The character lunch was the first one I'd ever been to, so I don't know how it measures up. It was a decent enough spread (buffet, of course), in that veggies were involved and not all of the chicken was breaded. Cookie, Ernie, Bert, the Count and Abby wandered around for hugs and photos. Elmo, proving he is in fact the A-lister of the bunch, sat in the corner for posed shots, Santa-like, and you could take those shots home for just a little extra cash. (Or you could run over to Elmo when he got up and get some shots that way, like we did.) Big Bird sat in one corner of the room, very still, to the point that DH and I were debating whether there was a guy in there or it was an animatronic thingy. But then Big Bird got up to dance, a little jerkily, and we realized the guy had to move veeeerry carefully in order to hold up that giant head. Which struck me as odd, since out of all of them, Big Bird was the only one who was the exact same size he'd be on the show. How does Caroll Spinney do it then?
You know I'm only obsessing on this because Big Bird was my favorite character.
I wasn't especially worried about the kids being afraid of the giant walking Muppets, and they weren't. Kiddette hugged Cookie Monster a lot. And Elmo. Because she loves Elmo. Sadly.
All the characters have their own shows, apparently, and lucky us saw two Elmo shows. In one, all the characters decided to form a rock band and sing rock versions of their signature ditties, except Cookie, who rapped instead. I died laughing. Elmo wore a black leather jacket, which bothered kiddo, because the sign outside the theater showed them all wearing different rock-star outfits from what they had onstage and he couldn't get past that. Spent the entire show pointing that out, in fact. He'll make a great theater critic.
The second show was a live-action version of "Elmo's World." If you've ever seen the "Elmo's World" segment on "Sesame Street," this is it. Weird crayon drawings on the walls. Mr. Noodle in the window. Dorothy the goldfish. Yep, all there. If you are cringing, you must be a grownup.
Kiddette, however, had her tiny mind blown. She stood clutching the plastic barrier, mesmerized, occasionally yelling "Eelllmooooo!"
Mr. Noodle, incidentally, taught the audience how to Hokey Pokey.

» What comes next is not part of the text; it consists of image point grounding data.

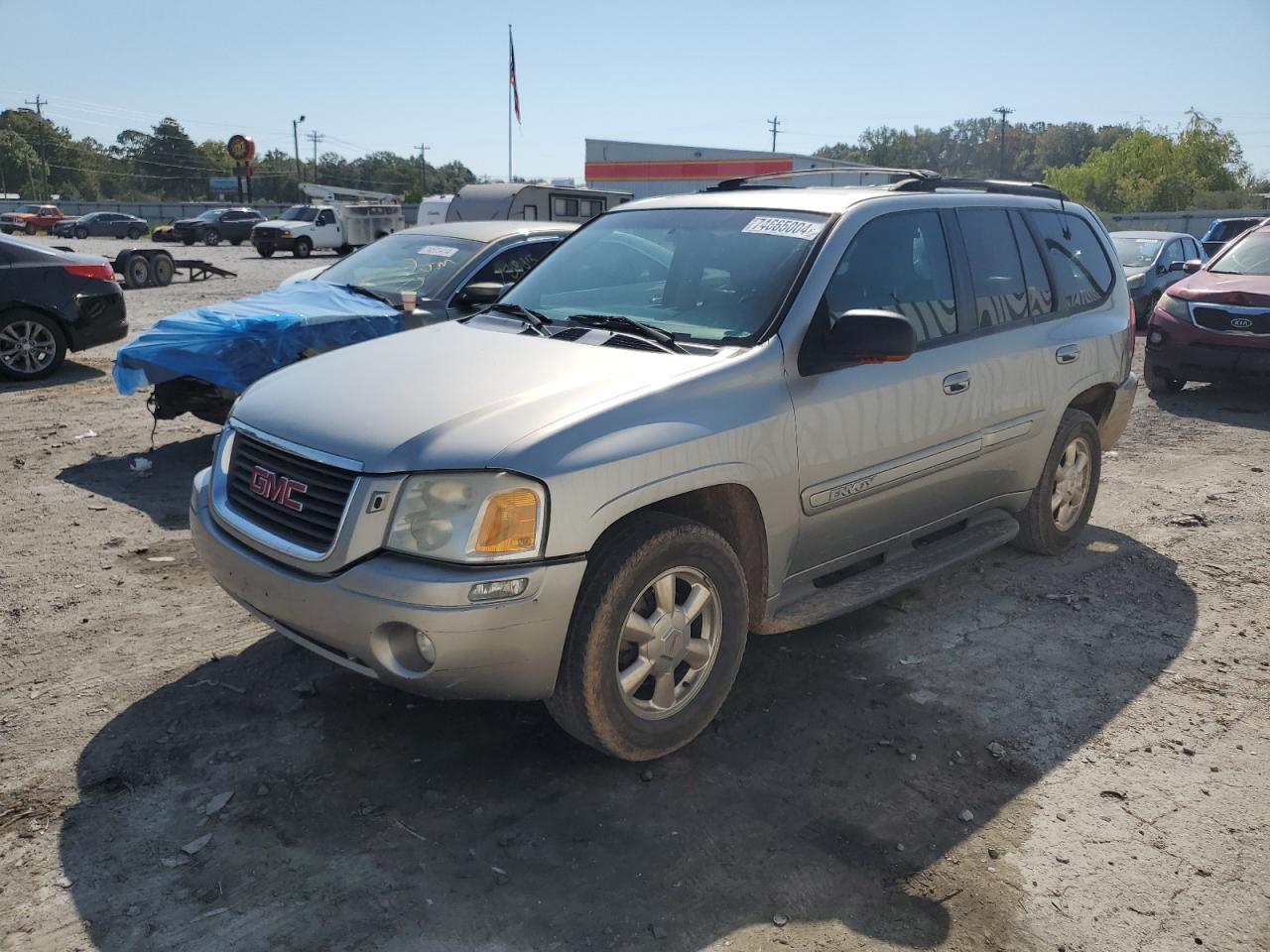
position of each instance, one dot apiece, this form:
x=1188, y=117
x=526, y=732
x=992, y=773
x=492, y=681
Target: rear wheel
x=656, y=640
x=31, y=345
x=1062, y=502
x=1160, y=380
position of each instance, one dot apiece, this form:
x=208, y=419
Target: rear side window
x=996, y=270
x=898, y=263
x=1076, y=262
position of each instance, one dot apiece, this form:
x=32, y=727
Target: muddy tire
x=1160, y=380
x=656, y=640
x=1062, y=502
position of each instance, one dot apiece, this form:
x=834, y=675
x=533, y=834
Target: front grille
x=1214, y=317
x=322, y=499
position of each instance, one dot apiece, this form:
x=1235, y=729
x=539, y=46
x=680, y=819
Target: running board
x=897, y=572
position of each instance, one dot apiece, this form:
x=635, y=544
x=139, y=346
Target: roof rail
x=998, y=186
x=743, y=181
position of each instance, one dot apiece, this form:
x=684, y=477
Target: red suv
x=1215, y=324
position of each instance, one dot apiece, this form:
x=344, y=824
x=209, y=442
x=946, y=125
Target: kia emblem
x=277, y=489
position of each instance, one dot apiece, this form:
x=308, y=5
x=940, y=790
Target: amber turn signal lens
x=509, y=524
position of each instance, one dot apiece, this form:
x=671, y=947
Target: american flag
x=516, y=93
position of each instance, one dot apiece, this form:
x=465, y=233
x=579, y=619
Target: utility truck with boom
x=336, y=218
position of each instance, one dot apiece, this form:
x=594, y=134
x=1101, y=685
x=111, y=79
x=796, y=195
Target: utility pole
x=295, y=135
x=1005, y=111
x=423, y=168
x=316, y=137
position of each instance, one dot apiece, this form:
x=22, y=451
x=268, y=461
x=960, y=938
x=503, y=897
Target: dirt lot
x=1102, y=717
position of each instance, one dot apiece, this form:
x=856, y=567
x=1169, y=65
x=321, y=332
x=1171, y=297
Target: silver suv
x=746, y=411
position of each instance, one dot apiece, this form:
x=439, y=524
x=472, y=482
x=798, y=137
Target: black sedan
x=53, y=302
x=216, y=225
x=102, y=225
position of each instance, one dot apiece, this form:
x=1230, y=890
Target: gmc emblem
x=277, y=489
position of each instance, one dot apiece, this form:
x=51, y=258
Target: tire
x=1049, y=526
x=642, y=722
x=136, y=271
x=21, y=334
x=1160, y=380
x=163, y=268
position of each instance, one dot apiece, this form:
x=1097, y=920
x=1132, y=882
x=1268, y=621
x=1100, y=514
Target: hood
x=1242, y=290
x=447, y=397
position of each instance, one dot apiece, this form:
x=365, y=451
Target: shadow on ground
x=162, y=493
x=367, y=819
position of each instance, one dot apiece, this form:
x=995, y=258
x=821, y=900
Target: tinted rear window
x=1076, y=262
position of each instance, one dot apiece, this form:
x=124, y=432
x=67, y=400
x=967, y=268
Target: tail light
x=103, y=271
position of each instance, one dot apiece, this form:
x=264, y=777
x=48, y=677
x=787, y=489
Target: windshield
x=705, y=273
x=1250, y=255
x=1135, y=253
x=299, y=212
x=404, y=262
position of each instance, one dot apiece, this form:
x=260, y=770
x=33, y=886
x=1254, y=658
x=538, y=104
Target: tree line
x=1110, y=168
x=40, y=159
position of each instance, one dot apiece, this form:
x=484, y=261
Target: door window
x=996, y=270
x=1078, y=264
x=898, y=263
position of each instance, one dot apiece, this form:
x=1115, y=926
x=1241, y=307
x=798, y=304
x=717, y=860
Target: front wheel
x=1062, y=502
x=31, y=345
x=656, y=640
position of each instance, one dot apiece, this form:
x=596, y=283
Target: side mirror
x=870, y=336
x=483, y=293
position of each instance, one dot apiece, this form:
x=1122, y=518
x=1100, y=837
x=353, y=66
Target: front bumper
x=1118, y=416
x=365, y=617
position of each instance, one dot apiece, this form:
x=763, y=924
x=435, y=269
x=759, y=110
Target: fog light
x=499, y=588
x=426, y=648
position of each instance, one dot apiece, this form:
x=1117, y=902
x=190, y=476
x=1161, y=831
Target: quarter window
x=898, y=263
x=1075, y=258
x=996, y=271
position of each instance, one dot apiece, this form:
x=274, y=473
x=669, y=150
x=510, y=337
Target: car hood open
x=447, y=397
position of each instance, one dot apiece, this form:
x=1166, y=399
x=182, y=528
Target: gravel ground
x=1020, y=754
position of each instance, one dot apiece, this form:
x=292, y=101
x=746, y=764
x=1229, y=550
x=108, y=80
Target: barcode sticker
x=786, y=227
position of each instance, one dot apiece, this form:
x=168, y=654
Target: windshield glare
x=404, y=262
x=299, y=212
x=705, y=273
x=1135, y=253
x=1251, y=255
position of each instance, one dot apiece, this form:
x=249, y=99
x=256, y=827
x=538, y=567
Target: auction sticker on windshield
x=788, y=227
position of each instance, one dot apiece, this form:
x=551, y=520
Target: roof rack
x=908, y=180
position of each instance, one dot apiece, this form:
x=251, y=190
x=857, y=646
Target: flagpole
x=509, y=108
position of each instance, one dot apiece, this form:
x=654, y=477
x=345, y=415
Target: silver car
x=746, y=411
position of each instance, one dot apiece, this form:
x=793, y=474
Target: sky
x=394, y=73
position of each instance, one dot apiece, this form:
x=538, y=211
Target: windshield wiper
x=539, y=321
x=367, y=293
x=629, y=325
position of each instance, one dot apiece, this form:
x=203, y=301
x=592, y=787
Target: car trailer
x=155, y=267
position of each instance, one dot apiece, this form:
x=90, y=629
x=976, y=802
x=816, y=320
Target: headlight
x=1174, y=307
x=468, y=517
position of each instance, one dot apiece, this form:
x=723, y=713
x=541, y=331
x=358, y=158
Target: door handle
x=956, y=382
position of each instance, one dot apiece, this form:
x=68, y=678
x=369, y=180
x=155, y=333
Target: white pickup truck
x=339, y=220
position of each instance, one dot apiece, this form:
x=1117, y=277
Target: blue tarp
x=235, y=343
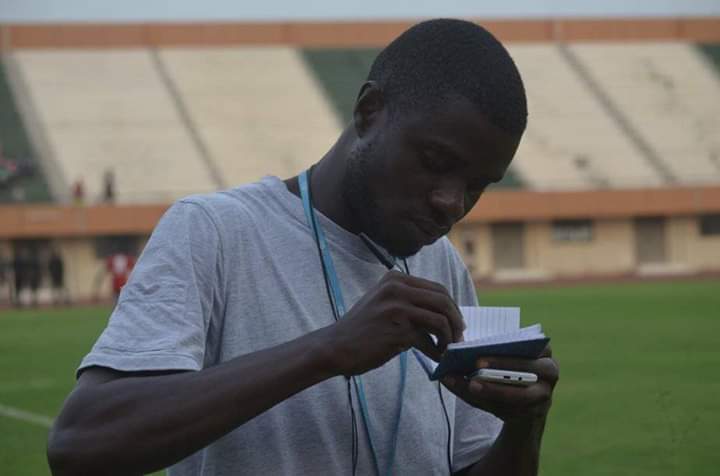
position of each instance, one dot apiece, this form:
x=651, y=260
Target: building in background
x=618, y=174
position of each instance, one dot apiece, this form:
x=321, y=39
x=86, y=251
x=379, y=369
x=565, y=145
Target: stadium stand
x=712, y=53
x=669, y=93
x=258, y=110
x=109, y=110
x=21, y=177
x=571, y=141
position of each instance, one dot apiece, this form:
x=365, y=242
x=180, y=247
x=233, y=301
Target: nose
x=449, y=201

The part of the park I liked, actually, was the part that looked like the show set. I pushed kiddette down Sesame Street while kiddo climbed up on the fire truck (again). There was a hopscotch grid set up in the "alley" next to 123, so I did a little jump to see if I could still do it. Kiddette was quite impressed. "Gainagain," she said, which is kiddette-ese for "I would like you to repeat that." So I did. "Gainagain," she said, but this time I politely declined.

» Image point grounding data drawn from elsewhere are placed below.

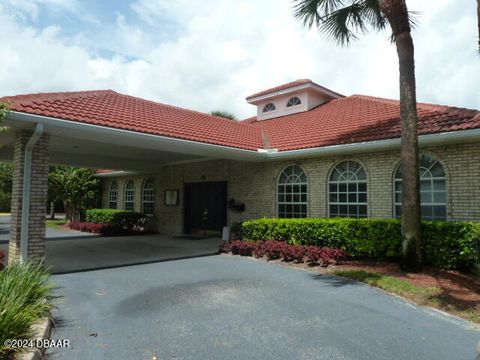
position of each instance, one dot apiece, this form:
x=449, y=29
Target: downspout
x=27, y=182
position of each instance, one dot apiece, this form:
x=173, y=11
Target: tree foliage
x=224, y=114
x=76, y=187
x=342, y=20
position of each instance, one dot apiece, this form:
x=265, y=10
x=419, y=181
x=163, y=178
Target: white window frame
x=113, y=195
x=148, y=198
x=424, y=170
x=129, y=196
x=292, y=99
x=346, y=182
x=292, y=194
x=269, y=108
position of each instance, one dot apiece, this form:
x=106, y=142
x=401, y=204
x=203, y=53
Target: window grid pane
x=129, y=201
x=292, y=193
x=113, y=195
x=148, y=197
x=348, y=191
x=433, y=193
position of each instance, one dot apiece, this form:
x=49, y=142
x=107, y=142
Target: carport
x=98, y=130
x=72, y=251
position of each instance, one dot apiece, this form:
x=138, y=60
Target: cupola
x=290, y=98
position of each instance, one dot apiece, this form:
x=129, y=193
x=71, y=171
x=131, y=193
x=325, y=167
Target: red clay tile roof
x=346, y=120
x=111, y=109
x=281, y=87
x=359, y=118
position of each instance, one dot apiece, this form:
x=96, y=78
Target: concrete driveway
x=220, y=307
x=71, y=251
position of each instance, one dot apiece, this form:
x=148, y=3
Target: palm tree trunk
x=397, y=14
x=478, y=22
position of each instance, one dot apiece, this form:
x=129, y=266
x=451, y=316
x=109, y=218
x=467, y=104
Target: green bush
x=25, y=297
x=449, y=245
x=105, y=216
x=123, y=220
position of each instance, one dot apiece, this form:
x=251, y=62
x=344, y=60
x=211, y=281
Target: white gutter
x=140, y=139
x=249, y=155
x=27, y=182
x=378, y=145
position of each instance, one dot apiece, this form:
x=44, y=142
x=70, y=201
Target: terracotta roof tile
x=111, y=109
x=281, y=87
x=359, y=118
x=352, y=119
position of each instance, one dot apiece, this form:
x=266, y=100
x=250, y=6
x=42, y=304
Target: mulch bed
x=460, y=290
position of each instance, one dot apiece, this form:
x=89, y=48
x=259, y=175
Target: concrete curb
x=41, y=331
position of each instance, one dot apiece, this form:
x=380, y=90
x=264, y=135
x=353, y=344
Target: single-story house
x=308, y=152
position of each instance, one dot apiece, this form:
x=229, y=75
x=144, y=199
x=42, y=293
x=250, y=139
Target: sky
x=211, y=54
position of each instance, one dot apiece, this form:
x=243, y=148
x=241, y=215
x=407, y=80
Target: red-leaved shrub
x=324, y=256
x=3, y=256
x=273, y=250
x=294, y=253
x=86, y=227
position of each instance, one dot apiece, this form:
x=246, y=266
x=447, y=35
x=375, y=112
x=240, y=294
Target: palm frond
x=337, y=20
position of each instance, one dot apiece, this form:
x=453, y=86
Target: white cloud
x=226, y=49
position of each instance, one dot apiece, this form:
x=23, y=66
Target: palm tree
x=478, y=21
x=340, y=20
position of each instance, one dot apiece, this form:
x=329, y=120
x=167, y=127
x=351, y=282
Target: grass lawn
x=433, y=296
x=56, y=224
x=26, y=296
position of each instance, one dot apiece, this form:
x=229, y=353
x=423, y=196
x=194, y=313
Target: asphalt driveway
x=220, y=307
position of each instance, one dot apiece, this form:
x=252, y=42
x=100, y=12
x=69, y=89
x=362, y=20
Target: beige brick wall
x=255, y=184
x=38, y=198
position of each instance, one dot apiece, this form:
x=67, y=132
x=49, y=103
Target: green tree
x=224, y=114
x=478, y=22
x=76, y=187
x=342, y=20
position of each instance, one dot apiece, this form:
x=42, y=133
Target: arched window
x=292, y=193
x=148, y=196
x=129, y=198
x=294, y=101
x=348, y=190
x=433, y=190
x=269, y=107
x=113, y=195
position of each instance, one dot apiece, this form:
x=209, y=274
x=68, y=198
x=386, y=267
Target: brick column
x=38, y=197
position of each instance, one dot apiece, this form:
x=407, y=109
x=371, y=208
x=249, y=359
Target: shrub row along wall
x=449, y=245
x=114, y=222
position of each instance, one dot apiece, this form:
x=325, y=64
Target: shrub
x=26, y=296
x=294, y=253
x=449, y=245
x=324, y=256
x=273, y=250
x=105, y=216
x=239, y=247
x=3, y=256
x=86, y=227
x=117, y=222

We did manage to get the kids into the car and away without entering a single souvenir shop, but since we'd already bought lunch, dinner, two plastic purse things and two pairs of water shoes, it was kind of a hollow victory.
The next morning, I came in to get kiddette from her crib and, much distressed, she demanded we get her stuffed Elmo from the floor. I leaned down. She hugged it to her cheek. "Elmo," she crooned.
Later, I heard her trying to sing the Hokey Pokey song.